After the game launched in North
America on March 5, with European regions joining from March 7, performance was at one point so bad that Amazon temporarily suspended sales of "SimCity" downloads, with the game sitting on a wrathful one-star customer rating.
Video game site Polygon revised its score from a 9.5/10 to a 4.0, while film and game critic Tom Chick declined to review "a shamefully broken game," reserving final judgement until launch issues were resolved.
So why does "SimCity" present an always-online requirement? There are two potential advantages.
Firstly, it complicates software piracy, ensuring that Electronic Arts and developer Maxis are rewarded for their efforts.
The same approach was shared by Blizzard Interactive's "Diablo III"; by contrast Ubisoft, once a staunch advocate of "always-on," has been removing the requirement from its catalog over the last year or so.
Secondly, and somewhat uniquely in the case of "SimCity," it helps keep system requirements low for players.

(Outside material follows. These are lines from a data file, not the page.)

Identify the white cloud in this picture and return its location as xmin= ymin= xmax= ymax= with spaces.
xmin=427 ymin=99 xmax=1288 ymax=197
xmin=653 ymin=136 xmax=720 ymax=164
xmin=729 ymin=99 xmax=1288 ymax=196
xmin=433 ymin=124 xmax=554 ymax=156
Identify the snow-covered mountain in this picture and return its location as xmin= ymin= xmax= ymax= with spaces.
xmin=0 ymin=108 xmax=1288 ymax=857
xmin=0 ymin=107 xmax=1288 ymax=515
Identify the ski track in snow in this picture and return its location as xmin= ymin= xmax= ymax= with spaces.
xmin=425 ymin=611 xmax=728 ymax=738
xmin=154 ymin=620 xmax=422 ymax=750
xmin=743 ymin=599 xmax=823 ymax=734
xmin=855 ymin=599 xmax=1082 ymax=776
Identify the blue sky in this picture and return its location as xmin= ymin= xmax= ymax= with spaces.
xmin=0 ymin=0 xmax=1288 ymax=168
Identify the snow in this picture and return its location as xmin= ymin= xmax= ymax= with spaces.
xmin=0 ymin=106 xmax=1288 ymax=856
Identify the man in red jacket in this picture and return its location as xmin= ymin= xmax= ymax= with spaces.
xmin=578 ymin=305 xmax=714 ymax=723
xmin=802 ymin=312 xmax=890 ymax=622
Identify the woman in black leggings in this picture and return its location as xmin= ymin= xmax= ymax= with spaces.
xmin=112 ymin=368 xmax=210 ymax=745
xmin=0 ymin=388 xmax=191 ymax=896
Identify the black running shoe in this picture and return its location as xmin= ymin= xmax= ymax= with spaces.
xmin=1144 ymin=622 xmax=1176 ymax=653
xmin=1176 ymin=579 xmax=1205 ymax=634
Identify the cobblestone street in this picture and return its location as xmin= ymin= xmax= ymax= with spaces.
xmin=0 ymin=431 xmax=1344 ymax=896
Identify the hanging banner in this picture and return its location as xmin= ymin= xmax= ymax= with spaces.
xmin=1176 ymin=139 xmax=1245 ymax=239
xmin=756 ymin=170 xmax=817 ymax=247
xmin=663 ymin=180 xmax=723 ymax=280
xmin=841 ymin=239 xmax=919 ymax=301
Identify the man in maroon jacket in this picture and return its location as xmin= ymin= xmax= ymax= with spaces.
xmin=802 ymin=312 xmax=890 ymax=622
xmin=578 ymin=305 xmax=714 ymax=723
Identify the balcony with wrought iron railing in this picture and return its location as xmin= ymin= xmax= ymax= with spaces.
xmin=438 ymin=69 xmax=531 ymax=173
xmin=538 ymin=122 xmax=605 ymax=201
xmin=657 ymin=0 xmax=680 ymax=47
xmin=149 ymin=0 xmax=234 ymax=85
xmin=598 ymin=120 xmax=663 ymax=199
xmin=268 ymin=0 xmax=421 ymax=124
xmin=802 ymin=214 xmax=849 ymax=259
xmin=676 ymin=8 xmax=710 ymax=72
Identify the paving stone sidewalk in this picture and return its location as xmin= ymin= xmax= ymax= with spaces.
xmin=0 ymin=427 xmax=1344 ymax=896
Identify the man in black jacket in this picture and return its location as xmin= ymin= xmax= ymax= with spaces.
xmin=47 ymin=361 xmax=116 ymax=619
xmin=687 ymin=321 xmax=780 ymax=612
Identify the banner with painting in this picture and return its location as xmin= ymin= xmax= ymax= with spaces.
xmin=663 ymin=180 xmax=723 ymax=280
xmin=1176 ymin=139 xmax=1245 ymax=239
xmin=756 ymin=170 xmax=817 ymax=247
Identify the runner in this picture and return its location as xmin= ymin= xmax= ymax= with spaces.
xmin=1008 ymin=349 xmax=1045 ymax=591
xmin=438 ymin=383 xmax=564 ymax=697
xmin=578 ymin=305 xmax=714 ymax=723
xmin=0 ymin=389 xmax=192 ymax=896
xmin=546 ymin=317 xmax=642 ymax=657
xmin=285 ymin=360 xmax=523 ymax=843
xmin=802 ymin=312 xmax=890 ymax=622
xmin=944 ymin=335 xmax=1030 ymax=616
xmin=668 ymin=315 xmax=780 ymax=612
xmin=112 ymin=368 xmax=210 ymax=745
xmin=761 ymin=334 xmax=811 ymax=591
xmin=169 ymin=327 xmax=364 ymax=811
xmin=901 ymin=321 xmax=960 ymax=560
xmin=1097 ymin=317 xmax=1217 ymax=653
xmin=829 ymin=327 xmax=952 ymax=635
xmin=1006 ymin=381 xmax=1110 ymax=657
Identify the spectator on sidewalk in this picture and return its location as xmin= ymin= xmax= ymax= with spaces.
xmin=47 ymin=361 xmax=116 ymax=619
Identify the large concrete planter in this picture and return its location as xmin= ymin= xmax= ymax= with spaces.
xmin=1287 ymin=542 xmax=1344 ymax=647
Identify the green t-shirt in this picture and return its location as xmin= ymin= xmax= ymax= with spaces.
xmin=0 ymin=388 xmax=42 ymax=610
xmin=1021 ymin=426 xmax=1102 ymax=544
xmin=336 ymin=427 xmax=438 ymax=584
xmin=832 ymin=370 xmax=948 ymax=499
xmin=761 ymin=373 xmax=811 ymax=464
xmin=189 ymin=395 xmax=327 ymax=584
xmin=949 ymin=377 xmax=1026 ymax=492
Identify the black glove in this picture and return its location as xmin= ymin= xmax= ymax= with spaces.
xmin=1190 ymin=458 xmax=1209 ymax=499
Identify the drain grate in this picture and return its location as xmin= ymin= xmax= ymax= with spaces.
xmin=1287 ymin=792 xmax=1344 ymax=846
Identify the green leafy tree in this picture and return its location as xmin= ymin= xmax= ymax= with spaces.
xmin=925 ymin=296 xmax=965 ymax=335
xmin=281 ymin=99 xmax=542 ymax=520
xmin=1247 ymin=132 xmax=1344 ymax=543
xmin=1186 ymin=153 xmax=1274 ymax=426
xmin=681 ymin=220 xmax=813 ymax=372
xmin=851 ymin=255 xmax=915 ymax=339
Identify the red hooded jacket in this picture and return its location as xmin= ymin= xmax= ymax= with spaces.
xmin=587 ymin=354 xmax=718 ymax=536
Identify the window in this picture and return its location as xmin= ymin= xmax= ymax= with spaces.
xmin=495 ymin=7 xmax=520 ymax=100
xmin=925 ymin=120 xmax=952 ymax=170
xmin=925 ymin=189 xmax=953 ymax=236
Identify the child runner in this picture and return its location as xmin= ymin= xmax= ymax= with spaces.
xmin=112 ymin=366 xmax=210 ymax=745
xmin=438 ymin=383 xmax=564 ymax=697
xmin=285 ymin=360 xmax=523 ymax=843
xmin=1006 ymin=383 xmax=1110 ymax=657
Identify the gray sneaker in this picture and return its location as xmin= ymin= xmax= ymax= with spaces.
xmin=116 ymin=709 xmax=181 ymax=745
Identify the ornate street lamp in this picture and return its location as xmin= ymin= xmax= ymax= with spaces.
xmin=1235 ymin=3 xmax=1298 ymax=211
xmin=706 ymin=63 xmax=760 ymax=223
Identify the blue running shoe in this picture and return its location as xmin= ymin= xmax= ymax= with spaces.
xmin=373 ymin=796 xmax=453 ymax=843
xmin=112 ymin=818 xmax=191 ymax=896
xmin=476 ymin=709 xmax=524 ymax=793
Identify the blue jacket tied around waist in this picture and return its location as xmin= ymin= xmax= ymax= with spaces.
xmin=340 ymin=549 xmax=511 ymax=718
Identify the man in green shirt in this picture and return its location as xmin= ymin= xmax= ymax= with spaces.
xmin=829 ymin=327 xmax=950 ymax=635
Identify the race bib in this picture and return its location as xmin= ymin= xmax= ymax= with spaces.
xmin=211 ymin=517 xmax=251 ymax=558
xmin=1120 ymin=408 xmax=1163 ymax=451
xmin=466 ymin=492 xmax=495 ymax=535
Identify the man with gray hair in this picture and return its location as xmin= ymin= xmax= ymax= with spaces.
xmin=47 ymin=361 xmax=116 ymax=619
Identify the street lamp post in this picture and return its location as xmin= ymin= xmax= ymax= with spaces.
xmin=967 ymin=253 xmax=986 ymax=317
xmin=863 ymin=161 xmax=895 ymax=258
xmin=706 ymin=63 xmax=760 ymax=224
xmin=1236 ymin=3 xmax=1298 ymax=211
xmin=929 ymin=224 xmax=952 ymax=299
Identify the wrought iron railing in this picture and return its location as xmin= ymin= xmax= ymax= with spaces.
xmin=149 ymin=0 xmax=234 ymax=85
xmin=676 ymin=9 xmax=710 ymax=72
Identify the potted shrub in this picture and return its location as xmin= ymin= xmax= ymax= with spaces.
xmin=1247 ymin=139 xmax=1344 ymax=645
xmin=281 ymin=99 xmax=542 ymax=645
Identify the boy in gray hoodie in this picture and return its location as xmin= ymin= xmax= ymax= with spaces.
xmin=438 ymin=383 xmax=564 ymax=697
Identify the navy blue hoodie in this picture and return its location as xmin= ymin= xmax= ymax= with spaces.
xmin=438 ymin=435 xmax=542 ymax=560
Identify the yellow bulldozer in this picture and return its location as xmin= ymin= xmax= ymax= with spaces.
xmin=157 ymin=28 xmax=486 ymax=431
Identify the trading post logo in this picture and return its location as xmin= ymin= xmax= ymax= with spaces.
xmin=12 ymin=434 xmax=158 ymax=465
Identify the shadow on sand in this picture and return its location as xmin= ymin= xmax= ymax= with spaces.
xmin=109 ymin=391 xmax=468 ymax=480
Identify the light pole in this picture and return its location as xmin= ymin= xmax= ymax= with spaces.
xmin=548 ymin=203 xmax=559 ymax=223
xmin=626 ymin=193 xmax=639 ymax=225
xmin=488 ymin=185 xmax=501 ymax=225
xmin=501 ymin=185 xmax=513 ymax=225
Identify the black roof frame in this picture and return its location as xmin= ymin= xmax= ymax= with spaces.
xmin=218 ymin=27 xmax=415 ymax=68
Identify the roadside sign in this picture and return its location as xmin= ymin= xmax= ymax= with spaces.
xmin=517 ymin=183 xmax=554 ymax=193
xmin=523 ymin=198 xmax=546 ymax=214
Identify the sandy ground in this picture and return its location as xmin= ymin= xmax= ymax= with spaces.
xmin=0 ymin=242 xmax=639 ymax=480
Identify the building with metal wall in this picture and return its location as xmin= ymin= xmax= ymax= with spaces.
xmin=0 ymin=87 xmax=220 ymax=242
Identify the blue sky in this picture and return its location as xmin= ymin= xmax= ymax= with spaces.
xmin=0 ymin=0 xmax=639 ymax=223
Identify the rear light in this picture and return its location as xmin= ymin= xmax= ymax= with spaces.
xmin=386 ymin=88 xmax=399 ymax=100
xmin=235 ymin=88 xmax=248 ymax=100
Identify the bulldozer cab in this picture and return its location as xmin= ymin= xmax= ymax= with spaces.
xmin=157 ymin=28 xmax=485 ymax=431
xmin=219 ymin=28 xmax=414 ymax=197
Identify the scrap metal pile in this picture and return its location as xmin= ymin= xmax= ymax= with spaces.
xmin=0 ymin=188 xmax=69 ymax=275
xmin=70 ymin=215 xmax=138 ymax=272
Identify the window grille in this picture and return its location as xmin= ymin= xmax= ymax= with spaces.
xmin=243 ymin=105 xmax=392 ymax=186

The game "works by attributing portions of the computing to EA servers (the cloud) and some on the player's local computer," as its official blog explained in December 2012.
But with each "SimCity" conurbation requiring an update every three minutes, and heavy launch-period demand knocking out those servers, EA has moved to assure fans that more robust performance is to follow.
"We are working on the servers 24/7 -- expect performance fluctuations," read the SimCity Twitter feed on March 7, advising players to pick less populated servers in
the meantime, with an enterprising computing undergraduate offering server status updates at harding.ae/simstat.